Au-delà de la place singulière qu’occupe Kourou-Koualou dans la contrebande de carburant, le Bénin joue depuis plus d’une décennie un rôle important, en tant que pays de transit, dans la contrebande de carburant en direction des pays voisins, en particulier le Burkina Faso et le Togo. Ce carburant alimente également les zones fréquentées ou occupées par les groupes extrémistes dans l’Est du Burkina Faso. Une partie des volumes leur bénéficie directement.

Encadrer l’extraction artisanale de l’or au Bénin pour freiner l’infiltration de ce secteur par les groupes extrémistes violents

Au fil des années, les autorités béninoises ont pris un certain nombre de mesures visant à mieux contrôler l’extraction artisanale de l’or dans l’Atacora. Un bureau des orpailleurs avait été mis en place pour faciliter la délivrance des autorisations (normalement renouvelables tous les 3 ans) et contrôler les mouvements des orpailleurs. Ce bureau n’est cependant pas parvenu à remplir cette fonction de manière efficace.  
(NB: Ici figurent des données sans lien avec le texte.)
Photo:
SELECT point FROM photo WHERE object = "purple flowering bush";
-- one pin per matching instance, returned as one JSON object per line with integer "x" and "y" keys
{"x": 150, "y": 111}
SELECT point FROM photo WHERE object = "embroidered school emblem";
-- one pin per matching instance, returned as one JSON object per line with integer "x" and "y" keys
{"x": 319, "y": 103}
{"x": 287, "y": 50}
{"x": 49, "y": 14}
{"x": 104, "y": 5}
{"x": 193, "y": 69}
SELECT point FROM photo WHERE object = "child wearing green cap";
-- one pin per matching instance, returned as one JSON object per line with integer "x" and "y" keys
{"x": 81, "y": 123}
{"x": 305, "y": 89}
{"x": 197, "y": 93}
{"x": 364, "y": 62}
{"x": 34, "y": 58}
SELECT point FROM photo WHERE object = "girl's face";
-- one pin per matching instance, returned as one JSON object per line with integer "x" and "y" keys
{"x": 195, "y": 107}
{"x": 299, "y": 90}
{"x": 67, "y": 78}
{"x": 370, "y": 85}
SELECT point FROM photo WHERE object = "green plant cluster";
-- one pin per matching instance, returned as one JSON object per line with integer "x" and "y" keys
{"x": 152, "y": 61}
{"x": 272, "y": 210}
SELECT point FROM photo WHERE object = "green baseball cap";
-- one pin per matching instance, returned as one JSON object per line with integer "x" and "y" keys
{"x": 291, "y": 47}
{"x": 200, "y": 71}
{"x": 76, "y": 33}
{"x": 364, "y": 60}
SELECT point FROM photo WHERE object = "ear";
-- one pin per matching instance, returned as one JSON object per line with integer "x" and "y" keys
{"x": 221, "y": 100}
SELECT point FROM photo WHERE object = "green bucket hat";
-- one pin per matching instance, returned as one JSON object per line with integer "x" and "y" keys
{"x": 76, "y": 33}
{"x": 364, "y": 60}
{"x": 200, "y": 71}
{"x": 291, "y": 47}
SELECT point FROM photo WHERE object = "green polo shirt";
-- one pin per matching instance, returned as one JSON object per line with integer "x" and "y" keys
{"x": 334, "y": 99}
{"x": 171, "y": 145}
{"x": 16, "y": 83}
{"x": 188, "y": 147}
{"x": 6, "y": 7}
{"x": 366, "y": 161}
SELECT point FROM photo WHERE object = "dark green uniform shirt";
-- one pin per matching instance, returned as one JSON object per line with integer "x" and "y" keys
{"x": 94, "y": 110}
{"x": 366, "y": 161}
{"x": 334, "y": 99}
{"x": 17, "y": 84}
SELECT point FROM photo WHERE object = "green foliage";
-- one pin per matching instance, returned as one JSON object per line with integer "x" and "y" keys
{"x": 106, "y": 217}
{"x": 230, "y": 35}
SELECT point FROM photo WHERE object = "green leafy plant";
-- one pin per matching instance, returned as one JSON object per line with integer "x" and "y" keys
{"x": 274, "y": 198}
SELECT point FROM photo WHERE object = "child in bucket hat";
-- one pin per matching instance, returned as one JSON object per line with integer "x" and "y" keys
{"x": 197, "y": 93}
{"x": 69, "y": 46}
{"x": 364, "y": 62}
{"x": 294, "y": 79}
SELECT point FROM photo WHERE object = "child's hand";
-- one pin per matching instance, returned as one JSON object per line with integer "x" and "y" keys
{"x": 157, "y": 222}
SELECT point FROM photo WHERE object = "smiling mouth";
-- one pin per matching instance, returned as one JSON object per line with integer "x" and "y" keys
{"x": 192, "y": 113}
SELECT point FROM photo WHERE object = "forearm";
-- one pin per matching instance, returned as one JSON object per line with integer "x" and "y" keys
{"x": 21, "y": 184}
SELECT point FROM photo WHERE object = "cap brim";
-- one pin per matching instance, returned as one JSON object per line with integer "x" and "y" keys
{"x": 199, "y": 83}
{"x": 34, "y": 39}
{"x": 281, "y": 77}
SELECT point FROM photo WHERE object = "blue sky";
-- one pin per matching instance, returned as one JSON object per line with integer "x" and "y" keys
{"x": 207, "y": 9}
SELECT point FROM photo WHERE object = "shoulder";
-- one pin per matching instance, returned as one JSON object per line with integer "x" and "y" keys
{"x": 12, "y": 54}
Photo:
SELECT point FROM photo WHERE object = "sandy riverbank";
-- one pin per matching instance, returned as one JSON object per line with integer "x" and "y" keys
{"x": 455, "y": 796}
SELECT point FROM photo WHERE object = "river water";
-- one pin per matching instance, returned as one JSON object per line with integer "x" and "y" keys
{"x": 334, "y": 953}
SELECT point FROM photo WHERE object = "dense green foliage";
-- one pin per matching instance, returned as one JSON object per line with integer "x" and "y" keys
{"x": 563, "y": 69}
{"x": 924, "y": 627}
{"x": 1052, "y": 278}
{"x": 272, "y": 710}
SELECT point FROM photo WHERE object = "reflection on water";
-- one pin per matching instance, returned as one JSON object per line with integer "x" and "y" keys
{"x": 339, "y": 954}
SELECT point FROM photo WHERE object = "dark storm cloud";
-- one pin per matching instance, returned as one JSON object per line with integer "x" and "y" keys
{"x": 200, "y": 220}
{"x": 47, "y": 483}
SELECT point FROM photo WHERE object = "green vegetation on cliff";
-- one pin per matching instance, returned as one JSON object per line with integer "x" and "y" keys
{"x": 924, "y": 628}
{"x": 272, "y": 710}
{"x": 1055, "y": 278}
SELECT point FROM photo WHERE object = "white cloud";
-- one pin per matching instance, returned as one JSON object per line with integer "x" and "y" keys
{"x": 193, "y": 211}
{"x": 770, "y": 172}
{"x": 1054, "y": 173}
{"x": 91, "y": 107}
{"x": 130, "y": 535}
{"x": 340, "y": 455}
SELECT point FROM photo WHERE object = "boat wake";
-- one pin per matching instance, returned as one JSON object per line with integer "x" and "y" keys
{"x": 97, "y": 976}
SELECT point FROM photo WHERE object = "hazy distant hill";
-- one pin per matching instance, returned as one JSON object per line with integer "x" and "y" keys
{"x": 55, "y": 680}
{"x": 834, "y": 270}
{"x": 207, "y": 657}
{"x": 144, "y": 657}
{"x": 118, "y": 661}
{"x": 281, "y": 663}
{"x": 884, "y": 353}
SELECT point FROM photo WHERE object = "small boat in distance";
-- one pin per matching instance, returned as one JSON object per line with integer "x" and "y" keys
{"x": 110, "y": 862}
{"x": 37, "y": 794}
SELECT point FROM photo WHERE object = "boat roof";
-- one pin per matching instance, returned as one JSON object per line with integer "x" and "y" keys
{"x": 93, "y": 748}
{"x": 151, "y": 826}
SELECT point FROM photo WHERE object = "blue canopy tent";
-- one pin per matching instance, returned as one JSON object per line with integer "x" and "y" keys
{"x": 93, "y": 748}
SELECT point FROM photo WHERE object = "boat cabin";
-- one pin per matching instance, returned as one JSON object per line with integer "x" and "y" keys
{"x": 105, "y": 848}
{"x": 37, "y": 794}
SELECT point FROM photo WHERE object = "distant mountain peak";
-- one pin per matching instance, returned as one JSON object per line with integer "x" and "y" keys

Il n’a pas fait l’unanimité auprès des orpailleurs, certains ayant remis en question sa légitimité à vouloir réglementer l’activité. Dans les faits, aucune autorisation n’aurait été accordée par le bureau depuis 2018.

La principale mesure prise pour encadrer l’orpaillage dans la zone de Kouatena a été la mise en place d’une unité spéciale de police (Police spéciale de Kouatena) dans le but de sécuriser les sites et de procéder au règlement des conflits liés à cette activité. Cette unité avait remplacé une brigade de gendarmerie spéciale, qui était chargée de sécuriser l’ensemble des sites aurifères sans s’opposer à leur exploitation clandestine.

Armes et munitions

Le Bénin n’est pas épargné par la circulation illicite d’armes à feu et de munitions, ni par le trafic qu’elle alimente. À titre d’illustration, au cours de l’année 2021, des cargaisons de munitions (en particulier des cartouches de calibre 12 utilisées dans des fusils de chasse) ont été interceptées au Bénin59. Un trafic d’armes passant par Kourou-Koualou en provenance de Cotonou ou encore de la ville de Koforidua, au sud-est du Ghana, a été rapporté. Ces armes sont transportées par des camions de marchandises, notamment des camions-citernes, et par des taxis-motos. L’absence de contrôles policiers sur les axes routiers est considérée comme un facteur favorisant significativement cet état de fait.

Par ailleurs, des actes de banditisme (braquages, vols de bétail et de motos, enlèvements de personnes, etc.) marqués par un usage croissant d’armes à feu de fabrication artisanale et de fusils d’assaut de type AKM ont été documentés dans la zone de recherche.

Ces événements ont poussé certaines victimes, notamment des commerçants, des contrebandiers et des éleveurs transfrontaliers, à se procurer de façon illicite des armes provenant du Ghana pour se protéger. Dans une région où les armes illicites prolifèrent, ces actes de banditisme et le besoin de protection pourraient encore faciliter la circulation d’armes et nourrir les flux illicites d’armes.